Dictionaries are in fact much better suited for characterizing S-parameters than, say, (jax-)numpy arrays due to the inherent sparse nature of scatter parameters. Moreover, dictionaries allow for string indexing, which makes them much more pleasant to use in this context.
o2 o3
\ /
========
/ \
o1 o4
nm = 1e-3
coupling = 0.5
kappa = coupling**0.5
tau = (1 - coupling) ** 0.5
coupler_dict = {
("o1", "o4"): tau,
("o4", "o1"): tau,
("o1", "o3"): 1j * kappa,
("o3", "o1"): 1j * kappa,
("o2", "o4"): 1j * kappa,
("o4", "o2"): 1j * kappa,
("o2", "o3"): tau,
("o3", "o2"): tau,
}
coupler_dict
{('o1', 'o4'): 0.7071067811865476,
('o4', 'o1'): 0.7071067811865476,
('o1', 'o3'): 0.7071067811865476j,
('o3', 'o1'): 0.7071067811865476j,
('o2', 'o4'): 0.7071067811865476j,
('o4', 'o2'): 0.7071067811865476j,
('o2', 'o3'): 0.7071067811865476,
('o3', 'o2'): 0.7071067811865476}
it can still be tedious to specify every port in the circuit manually. SAX therefore offers the reciprocal function, which auto-fills the reverse connection if the forward connection exist. For example:
coupler_dict = sax.reciprocal(
{
("o1", "o4"): tau,
("o1", "o3"): 1j * kappa,
("o2", "o4"): 1j * kappa,
("o2", "o3"): tau,
}
)
coupler_dict
{('o1', 'o4'): 0.7071067811865476,
('o1', 'o3'): 0.7071067811865476j,
('o2', 'o4'): 0.7071067811865476j,
('o2', 'o3'): 0.7071067811865476,
('o4', 'o1'): 0.7071067811865476,
('o3', 'o1'): 0.7071067811865476j,
('o4', 'o2'): 0.7071067811865476j,
('o3', 'o2'): 0.7071067811865476}
Parametrized Models#
Constructing such an SDict is easy, however, usually we’re more interested in having parametrized models for our components.

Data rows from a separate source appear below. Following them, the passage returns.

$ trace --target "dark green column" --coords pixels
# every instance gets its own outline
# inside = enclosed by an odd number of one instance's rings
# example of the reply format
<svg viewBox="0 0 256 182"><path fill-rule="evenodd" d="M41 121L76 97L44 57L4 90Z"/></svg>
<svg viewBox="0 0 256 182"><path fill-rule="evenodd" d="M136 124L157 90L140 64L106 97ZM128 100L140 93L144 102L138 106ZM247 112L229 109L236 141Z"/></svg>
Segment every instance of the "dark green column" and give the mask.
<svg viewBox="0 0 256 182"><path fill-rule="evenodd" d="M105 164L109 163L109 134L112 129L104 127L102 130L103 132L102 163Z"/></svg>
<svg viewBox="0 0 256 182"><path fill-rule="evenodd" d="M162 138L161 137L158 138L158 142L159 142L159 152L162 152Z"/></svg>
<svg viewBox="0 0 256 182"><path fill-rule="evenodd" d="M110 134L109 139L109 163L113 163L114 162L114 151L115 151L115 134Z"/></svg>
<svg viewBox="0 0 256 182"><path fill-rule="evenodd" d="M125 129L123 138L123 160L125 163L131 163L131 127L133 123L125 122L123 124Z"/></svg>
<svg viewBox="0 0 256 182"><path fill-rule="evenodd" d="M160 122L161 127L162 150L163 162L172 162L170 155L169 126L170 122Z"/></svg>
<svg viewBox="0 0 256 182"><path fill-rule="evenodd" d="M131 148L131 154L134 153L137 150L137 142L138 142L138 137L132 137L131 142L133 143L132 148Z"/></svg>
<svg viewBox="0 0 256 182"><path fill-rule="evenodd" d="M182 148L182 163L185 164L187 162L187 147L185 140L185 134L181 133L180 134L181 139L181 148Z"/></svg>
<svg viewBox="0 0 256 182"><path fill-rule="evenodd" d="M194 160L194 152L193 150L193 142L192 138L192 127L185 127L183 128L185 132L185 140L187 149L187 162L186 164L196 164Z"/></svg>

To parametrize the coupler SDict, just wrap it in a function to obtain a SAX Model, which is a keyword-only function mapping to an SDict:
def coupler(coupling=0.5) -> sax.SDict:
kappa = coupling**0.5
tau = (1 - coupling) ** 0.5
return sax.reciprocal(
{
("o1", "o4"): tau,
("o1", "o3"): 1j * kappa,
("o2", "o4"): 1j * kappa,
("o2", "o3"): tau,
}
)
coupler(coupling=0.3)
{('o1', 'o4'): 0.8366600265340756,
('o1', 'o3'): 0.5477225575051661j,
('o2', 'o4'): 0.5477225575051661j,
('o2', 'o3'): 0.8366600265340756,
('o4', 'o1'): 0.8366600265340756,
('o3', 'o1'): 0.5477225575051661j,
('o4', 'o2'): 0.5477225575051661j,
('o3', 'o2'): 0.8366600265340756}
def waveguide(wl=1.55, wl0=1.55, neff=2.34, ng=3.4, length=10.0, loss=0.0) -> sax.SDict:
dwl = wl - wl0
dneff_dwl = (ng - neff) / wl0
neff = neff - dwl * dneff_dwl
phase = 2 * jnp.pi * neff * length / wl
transmission = 10 ** (-loss * length / 20) * jnp.exp(1j * phase)
return sax.reciprocal(
{
("o1", "o2"): transmission,
}
)
Waveguide model#
You can create a dispersive waveguide model in SAX.
Lets compute the effective index neff and group index ng for a 1550nm 500nm straight waveguide
strip = gt.modes.Waveguide(
wavelength=1.55,
core_width=0.5,
core_thickness=0.22,
slab_thickness=0.0,
core_material="si",
clad_material="sio2",
group_index_step=10 * nm,
)
strip.plot_field(field_name="Ex", mode_index=0) # TE
2024-04-12 23:30:50.978 | INFO | gplugins.tidy3d.modes:_data:305 - store data into /github/home/.gdsfactory/modes/Waveguide_7bebc08bc4c0466c.npz.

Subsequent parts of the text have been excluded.